Kafka On The Shore

I am graduated, no longer in Ireland, and completely partied out after my grandma’s 80th birthday party. It is about darn time I finish reading and talk about Kafka on the Shore by Haruki Murakami. I started this book when I was in the thick of my last semester in college and was, perhaps, over ambitious in thinking I could read a book for fun along side reading several for school. I spent a few days when I got home from all the hullabaloo that was my month of May sitting on my couch with a glass of whiskey (thank you, Ireland) and reading this puzzle of a book.


This is not a book to read when you have a lot going on or would like to just turn off your brain for a little bit.

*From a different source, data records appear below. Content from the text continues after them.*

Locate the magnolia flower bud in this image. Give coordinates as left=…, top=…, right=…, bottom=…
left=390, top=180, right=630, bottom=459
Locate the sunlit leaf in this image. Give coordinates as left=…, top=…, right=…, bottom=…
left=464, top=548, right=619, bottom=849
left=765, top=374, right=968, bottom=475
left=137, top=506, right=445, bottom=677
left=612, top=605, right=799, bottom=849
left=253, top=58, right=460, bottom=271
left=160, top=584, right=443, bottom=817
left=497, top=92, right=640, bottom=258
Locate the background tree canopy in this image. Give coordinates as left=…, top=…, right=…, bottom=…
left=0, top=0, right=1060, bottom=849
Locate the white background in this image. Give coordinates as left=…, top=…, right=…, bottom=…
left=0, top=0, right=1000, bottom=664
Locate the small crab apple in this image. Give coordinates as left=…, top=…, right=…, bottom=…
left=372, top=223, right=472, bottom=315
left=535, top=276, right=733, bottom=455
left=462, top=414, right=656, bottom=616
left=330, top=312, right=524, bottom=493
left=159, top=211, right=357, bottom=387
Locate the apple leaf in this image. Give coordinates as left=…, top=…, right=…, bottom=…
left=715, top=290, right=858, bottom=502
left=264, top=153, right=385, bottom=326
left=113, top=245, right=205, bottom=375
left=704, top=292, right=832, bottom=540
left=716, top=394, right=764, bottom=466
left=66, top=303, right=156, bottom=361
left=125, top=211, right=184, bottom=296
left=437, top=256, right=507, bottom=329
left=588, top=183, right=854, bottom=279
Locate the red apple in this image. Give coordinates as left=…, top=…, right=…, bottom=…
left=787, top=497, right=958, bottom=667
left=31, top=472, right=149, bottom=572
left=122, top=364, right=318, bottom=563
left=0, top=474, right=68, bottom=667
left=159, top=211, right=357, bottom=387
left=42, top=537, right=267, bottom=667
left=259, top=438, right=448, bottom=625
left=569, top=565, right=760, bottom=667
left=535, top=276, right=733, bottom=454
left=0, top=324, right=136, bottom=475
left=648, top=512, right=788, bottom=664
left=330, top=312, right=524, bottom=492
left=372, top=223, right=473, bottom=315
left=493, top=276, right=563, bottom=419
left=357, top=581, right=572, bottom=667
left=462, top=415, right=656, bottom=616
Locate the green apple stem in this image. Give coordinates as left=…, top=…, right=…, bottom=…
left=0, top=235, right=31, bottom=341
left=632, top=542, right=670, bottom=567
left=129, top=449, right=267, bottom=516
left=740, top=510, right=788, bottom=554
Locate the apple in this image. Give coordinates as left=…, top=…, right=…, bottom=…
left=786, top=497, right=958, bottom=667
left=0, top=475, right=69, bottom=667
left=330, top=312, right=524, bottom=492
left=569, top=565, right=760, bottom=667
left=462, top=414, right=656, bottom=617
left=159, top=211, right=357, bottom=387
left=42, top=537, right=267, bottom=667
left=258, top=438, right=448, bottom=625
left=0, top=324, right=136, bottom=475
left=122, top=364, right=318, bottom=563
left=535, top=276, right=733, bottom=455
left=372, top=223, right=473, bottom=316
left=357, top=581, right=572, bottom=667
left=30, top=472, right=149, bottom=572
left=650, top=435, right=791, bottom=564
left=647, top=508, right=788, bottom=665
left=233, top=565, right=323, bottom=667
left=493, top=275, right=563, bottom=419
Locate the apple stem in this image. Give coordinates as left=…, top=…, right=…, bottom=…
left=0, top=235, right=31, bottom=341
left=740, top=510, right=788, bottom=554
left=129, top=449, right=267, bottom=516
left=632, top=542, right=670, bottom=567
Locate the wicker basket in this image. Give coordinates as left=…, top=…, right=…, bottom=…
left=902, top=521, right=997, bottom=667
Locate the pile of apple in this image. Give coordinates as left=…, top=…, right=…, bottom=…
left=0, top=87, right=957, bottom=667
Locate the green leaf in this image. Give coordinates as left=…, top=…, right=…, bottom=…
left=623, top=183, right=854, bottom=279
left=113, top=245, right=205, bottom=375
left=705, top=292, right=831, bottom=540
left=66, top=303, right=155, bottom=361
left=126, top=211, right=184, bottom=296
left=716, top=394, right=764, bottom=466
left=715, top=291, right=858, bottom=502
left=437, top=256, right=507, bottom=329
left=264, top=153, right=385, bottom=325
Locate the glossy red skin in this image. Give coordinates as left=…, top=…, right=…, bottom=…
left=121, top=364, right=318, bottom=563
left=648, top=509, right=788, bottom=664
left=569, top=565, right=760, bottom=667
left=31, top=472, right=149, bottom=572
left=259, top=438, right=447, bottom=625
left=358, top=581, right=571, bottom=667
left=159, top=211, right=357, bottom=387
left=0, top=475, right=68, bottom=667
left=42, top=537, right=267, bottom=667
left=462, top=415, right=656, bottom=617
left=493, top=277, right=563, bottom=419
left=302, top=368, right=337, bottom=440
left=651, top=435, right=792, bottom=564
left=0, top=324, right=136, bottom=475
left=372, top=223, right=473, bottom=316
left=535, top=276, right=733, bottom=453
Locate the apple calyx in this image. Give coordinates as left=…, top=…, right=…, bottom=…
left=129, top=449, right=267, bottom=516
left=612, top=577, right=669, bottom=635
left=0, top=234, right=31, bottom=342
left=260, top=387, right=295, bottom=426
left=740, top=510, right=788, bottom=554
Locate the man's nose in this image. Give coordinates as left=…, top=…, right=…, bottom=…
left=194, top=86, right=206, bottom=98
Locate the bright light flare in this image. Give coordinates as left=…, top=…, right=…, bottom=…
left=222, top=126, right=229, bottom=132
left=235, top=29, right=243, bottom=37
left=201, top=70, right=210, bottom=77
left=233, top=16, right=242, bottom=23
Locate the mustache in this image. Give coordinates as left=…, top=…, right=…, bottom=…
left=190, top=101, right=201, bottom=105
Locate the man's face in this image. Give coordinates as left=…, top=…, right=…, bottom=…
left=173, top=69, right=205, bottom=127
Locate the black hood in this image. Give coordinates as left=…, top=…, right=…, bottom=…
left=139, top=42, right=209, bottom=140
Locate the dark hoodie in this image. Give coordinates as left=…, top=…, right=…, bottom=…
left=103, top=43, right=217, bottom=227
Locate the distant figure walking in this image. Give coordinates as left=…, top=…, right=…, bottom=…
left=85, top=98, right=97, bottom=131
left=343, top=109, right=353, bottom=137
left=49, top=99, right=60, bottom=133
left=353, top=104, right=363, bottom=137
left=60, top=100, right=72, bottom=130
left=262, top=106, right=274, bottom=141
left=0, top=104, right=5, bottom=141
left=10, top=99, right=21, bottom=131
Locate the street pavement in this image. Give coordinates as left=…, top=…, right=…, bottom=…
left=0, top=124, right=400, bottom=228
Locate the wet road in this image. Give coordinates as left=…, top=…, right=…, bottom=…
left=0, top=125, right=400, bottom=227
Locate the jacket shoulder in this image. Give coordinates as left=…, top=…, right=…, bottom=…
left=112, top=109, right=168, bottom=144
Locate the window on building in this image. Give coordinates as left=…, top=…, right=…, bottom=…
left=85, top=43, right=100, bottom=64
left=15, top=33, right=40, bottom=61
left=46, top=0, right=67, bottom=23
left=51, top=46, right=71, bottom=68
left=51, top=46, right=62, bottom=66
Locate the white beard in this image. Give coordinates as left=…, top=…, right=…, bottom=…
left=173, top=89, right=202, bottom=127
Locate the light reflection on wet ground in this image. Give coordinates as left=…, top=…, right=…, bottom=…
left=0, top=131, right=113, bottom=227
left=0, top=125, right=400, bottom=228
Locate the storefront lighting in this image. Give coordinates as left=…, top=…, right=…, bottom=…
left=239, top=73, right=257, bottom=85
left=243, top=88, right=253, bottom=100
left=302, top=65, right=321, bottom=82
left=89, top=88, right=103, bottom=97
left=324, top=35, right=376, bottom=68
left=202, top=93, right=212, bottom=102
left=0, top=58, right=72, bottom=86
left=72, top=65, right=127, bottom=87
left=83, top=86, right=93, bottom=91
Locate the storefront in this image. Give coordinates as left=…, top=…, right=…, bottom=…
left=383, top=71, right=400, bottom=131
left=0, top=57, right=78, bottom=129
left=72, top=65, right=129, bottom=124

Sometimes reading it feels like you’ve got a patchwork quilt under a microscope and you’re trying to figure out which square each thread is in while trying to figure where each square goes and how all the threads and squares are connected. This book is the epitome of show, don’t tell. It follows two main characters. There is Kafka Tamura, whose real first name we never discover but it is his real last name, and Nakata, who can talk to cats. Nakata and Kafka never meet but their stories are intertwined. We meet Kafka as he has started his journey running away from home, the reasons are not made explicitly clear but you do get the impression he is better off not at home. Nakata’s story starts with him as a child in a mysterious accident that left him a little mentally disabled but with ability to chat with cats.

The magical elements of the book are written in casually. They are not an accepted element of the world, we get scenes of policemen, newspaper headlines, and news reporters astounded at leeches and fish falling from the sky, but the elderly and simple Nakata and depressed and impressionable Kafka take most of these occurrences as a fact of their non reality. Murakami keeps the readers constantly guessing what is real by writing scenes only to, chapters later, reveal they could have been dreams, but never quite confirming either way. This forces the reader to not only question what is real within the story but question whether it matters if it is real or not. By the time we are thrown completely into a clearly magical scene we no longer really care if it’s real, we’re caught up with the substance of the story and the reactions of the characters. What does it matter if it’s real or not if the characters are reacting to it? What does it matter if magic exists or not if you still haven’t found the reality that you’re looking for? Murakami is an insanely talented writer who shows you bits of the quilt and let’s you decide what it actually looks like.

Common Place Book Entries

“Silence, I discover, is something you can actually hear.”

Kafka on the Shore by Haruki Murakami

“Nothing’s going to disappear just because you can’t see what’s going on.”